2 : CNRS, UMR7178, F-67037 Strasbourg, France.
3 : Univ La Reunion, Ecole Doctorale Interdisciplinaire, F-97715 St Denis Messag, France.
4 : Observ Tortues Marines La Reunion, KELONIA, St Leu 97898, Reunion.
5 : Inst Francais Rech Exploitat Mer La Reunion, Le Port 97822, Reunion.
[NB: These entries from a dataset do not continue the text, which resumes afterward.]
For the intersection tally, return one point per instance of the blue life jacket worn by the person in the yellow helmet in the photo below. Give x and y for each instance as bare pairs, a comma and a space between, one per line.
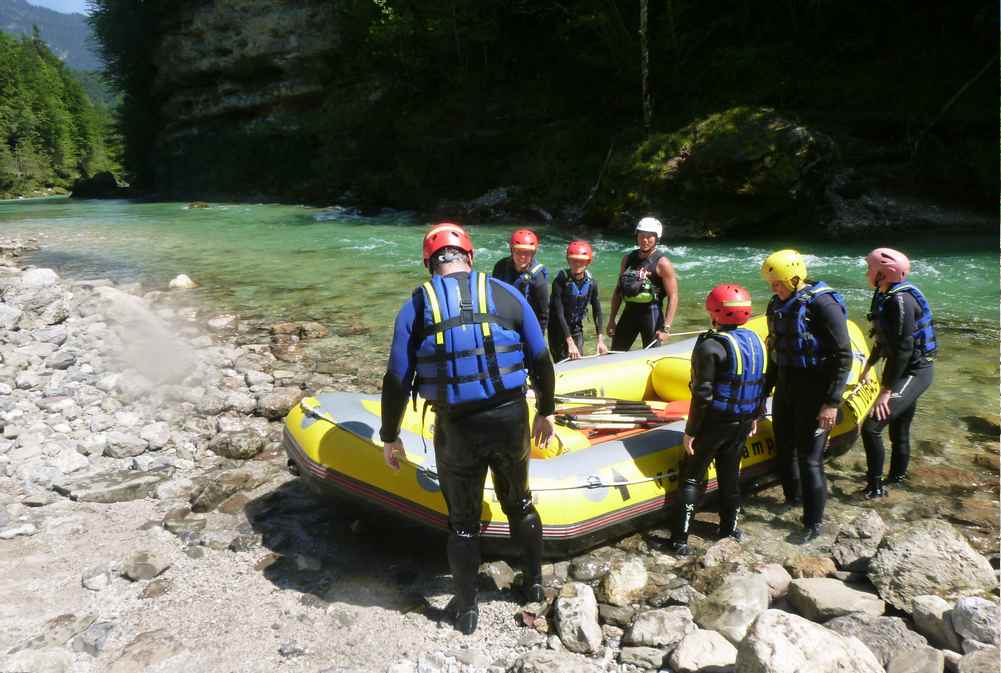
790, 341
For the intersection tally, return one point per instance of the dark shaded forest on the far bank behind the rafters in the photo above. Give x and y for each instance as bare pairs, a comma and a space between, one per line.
431, 100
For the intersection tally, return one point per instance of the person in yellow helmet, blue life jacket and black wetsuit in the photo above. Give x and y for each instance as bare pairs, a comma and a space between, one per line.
809, 360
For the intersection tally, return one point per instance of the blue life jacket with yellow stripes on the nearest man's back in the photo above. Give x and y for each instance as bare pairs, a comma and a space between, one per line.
468, 353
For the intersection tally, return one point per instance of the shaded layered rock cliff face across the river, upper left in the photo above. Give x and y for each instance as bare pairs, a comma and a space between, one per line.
240, 81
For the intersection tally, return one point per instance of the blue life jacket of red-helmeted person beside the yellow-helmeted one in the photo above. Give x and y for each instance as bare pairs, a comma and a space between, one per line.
740, 390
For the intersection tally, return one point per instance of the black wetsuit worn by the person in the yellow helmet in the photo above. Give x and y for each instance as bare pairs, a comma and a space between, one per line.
799, 395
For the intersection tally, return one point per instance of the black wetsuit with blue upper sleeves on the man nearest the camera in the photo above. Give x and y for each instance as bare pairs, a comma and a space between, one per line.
473, 437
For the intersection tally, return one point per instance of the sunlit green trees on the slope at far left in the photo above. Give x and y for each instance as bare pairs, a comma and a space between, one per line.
51, 133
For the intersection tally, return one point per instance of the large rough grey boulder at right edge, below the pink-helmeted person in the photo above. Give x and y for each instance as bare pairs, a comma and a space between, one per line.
928, 557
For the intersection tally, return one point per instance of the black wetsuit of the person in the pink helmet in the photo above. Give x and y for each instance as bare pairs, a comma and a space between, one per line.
908, 373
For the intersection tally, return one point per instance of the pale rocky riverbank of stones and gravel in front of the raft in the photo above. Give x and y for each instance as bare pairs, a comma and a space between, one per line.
148, 524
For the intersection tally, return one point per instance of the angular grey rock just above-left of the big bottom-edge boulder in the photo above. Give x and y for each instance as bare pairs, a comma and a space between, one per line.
732, 608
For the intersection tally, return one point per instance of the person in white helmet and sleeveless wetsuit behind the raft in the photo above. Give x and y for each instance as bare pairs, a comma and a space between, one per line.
646, 278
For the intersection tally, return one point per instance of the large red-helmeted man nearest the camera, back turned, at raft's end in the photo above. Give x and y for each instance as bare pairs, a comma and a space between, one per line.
469, 344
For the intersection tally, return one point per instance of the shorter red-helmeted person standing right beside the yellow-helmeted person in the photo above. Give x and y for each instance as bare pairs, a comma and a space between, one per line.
728, 384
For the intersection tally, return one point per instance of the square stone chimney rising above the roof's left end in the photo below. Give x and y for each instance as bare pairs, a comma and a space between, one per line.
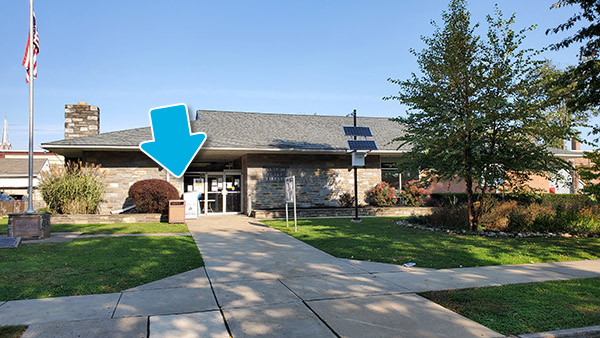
81, 119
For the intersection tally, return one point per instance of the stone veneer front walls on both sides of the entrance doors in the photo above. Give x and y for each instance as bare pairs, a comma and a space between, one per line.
320, 179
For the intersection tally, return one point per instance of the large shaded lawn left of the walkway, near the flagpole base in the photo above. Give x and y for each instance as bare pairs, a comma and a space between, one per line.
91, 266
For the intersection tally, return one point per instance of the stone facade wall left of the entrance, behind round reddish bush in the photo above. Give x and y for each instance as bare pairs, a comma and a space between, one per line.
121, 169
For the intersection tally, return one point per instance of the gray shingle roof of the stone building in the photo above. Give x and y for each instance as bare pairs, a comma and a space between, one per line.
256, 131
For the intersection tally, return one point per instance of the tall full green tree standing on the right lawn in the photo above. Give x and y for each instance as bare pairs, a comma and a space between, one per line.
476, 112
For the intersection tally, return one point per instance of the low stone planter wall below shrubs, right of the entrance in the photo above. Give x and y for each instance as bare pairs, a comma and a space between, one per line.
344, 212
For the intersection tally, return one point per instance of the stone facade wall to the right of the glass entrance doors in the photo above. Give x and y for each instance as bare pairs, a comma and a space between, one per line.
320, 179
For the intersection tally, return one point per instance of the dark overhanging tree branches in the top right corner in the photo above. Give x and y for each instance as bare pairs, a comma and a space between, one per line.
587, 72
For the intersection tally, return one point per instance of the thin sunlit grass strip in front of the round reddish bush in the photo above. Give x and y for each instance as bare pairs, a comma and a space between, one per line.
118, 228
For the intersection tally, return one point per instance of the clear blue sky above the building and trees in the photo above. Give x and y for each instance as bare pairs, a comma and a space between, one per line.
324, 57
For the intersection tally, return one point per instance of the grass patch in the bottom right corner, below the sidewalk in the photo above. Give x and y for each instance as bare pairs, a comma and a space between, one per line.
527, 308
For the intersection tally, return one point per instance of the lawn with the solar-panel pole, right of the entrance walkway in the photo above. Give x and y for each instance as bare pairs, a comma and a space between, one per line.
380, 239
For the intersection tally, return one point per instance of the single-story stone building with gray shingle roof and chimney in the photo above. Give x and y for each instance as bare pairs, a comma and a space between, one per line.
244, 161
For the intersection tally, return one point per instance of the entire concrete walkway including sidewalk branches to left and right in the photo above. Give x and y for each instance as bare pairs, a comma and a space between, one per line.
260, 282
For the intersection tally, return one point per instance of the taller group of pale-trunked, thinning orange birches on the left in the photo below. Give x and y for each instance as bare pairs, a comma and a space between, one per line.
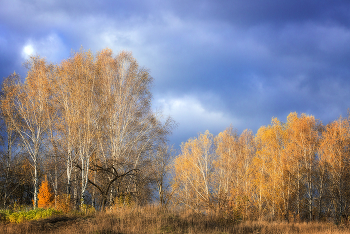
87, 123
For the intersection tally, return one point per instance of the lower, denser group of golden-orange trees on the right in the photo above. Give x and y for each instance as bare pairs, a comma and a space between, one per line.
298, 170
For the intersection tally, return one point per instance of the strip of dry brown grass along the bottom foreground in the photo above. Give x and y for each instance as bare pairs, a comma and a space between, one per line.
153, 220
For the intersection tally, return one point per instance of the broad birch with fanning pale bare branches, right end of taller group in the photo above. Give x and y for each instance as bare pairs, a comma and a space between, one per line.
130, 128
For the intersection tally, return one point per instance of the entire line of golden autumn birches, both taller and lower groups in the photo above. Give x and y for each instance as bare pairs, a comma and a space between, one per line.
86, 125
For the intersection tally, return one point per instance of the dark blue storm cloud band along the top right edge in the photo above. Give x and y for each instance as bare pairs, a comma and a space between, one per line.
275, 12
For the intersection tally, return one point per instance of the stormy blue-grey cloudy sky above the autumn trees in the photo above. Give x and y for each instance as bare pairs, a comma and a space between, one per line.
215, 63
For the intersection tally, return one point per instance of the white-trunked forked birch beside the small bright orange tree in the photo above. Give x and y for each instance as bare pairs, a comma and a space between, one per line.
31, 102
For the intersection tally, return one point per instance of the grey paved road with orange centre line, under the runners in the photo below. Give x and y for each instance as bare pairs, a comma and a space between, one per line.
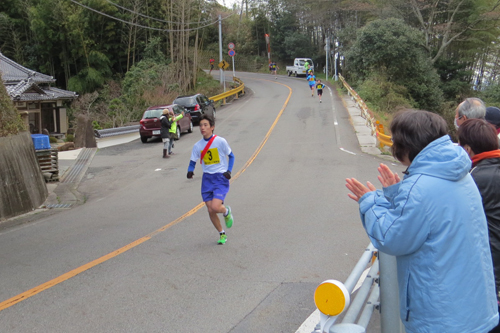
141, 256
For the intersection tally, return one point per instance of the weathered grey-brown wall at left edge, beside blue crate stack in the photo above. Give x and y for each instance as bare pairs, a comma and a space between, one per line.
22, 186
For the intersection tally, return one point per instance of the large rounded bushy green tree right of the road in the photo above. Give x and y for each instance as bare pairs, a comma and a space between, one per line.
392, 48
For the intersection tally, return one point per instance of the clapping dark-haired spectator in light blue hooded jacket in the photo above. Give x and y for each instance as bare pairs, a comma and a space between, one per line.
433, 222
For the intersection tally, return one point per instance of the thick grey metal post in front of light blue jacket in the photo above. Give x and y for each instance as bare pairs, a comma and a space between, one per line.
390, 320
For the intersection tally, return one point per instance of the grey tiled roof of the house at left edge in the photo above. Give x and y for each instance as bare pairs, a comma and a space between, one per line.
23, 84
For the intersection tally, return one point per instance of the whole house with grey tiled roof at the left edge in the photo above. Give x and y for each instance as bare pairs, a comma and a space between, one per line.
41, 105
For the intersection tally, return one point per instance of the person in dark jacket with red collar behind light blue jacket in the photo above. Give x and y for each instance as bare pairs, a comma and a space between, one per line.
479, 139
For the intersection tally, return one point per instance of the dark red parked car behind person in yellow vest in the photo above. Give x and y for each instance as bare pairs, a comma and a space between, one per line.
151, 125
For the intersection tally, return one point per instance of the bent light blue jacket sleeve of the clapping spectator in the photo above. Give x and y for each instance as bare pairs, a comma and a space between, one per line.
394, 221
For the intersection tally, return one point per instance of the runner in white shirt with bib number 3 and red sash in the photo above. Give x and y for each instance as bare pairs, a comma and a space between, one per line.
217, 161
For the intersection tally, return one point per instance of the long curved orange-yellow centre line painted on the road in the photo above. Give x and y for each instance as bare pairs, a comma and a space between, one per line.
32, 292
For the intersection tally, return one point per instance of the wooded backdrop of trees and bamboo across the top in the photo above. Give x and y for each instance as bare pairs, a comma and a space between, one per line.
90, 45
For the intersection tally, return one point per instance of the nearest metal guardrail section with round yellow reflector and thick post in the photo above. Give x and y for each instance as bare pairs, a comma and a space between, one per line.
333, 298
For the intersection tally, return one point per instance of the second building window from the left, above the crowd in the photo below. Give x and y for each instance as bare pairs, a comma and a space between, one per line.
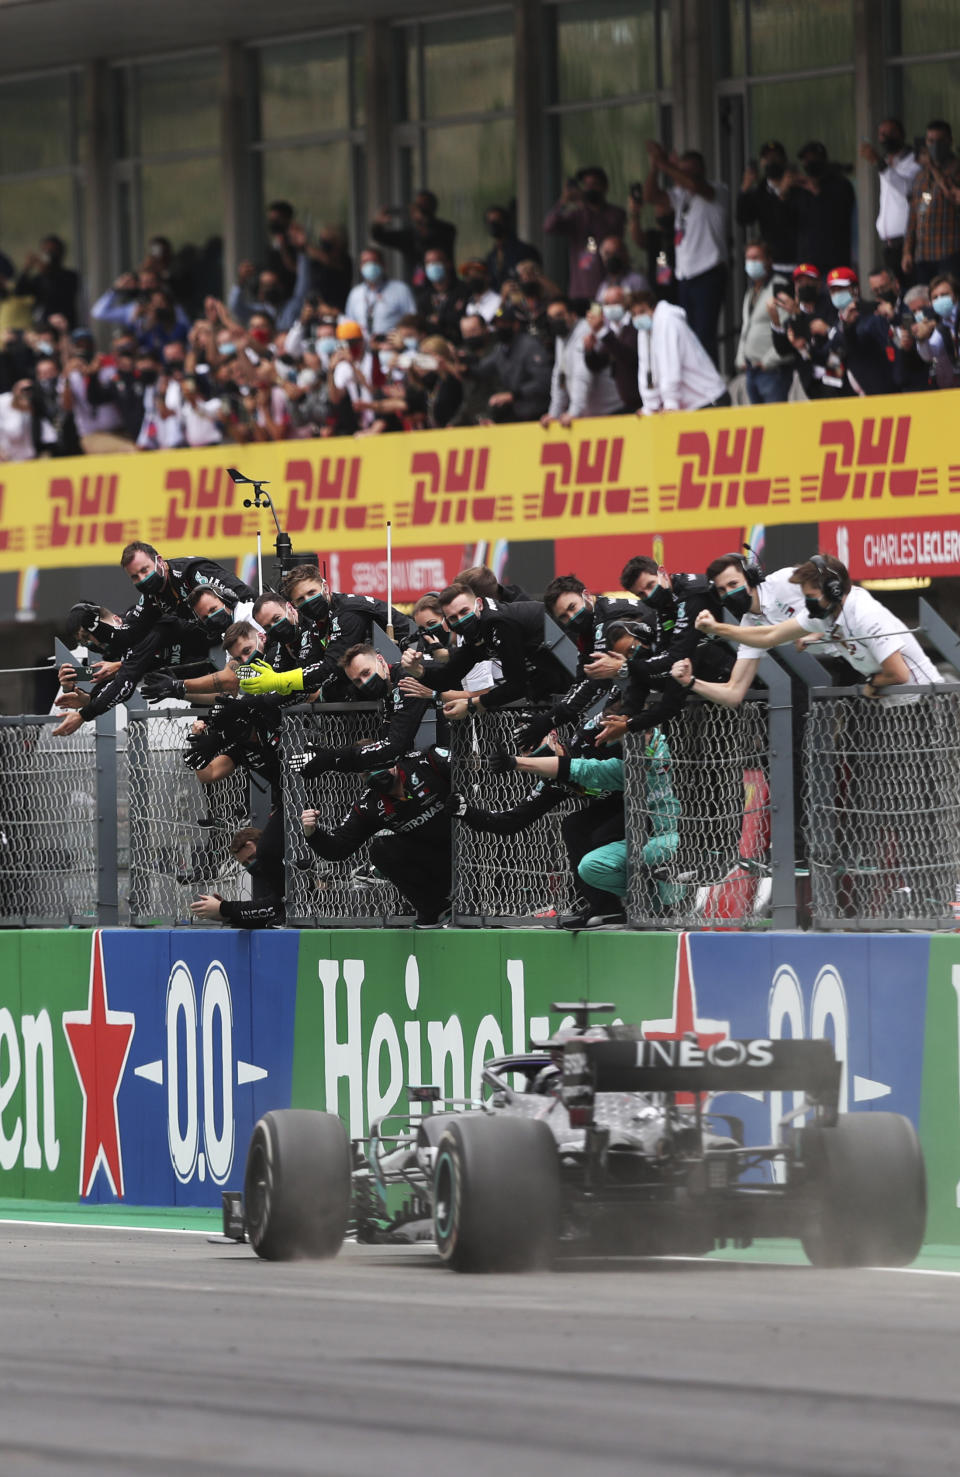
169, 172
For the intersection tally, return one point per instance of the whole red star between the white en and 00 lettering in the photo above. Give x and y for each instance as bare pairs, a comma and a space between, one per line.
100, 1044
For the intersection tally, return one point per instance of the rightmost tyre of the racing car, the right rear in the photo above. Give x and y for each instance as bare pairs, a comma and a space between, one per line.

Source Marine Biology (0025-3162) (Springer), 2010-12 , Vol. 157 , N. 12 , P. 2581-2590
DOI 10.1007/s00227-010-1520-7
WOS© Times Cited 31
Abstract We investigated the habitat use in green turtles exploiting a 13-ha multispecific seagrass meadow at Mayotte Island, south-western Indian Ocean. A phytoecological survey shows the occurrence of eight seagrass species, dominated by Halodule uninervis and Syringodium isoetifolium, distributed according to four distinct seagrass communities along the depth gradient. Direct underwater censuses show that green turtles occurred all over the meadow. Yet when community relative surface area was taken into account green turtles preferentially frequented the most seaward, biomass-richer S. isoetifolium-dominated community, suggesting that green turtles compensate for their intrinsically nutrient-poor herbivorous diet. Additionally, smaller (\80 cm standard curved carapace length, SCCL) individuals also preferentially occurred in the most shoreward H. univervis-dominated community where no larger ([80 cm SCCL) individuals were sighted, suggesting habitat use is indicative of diet selection and may reflect size-specific food requirements and physiology.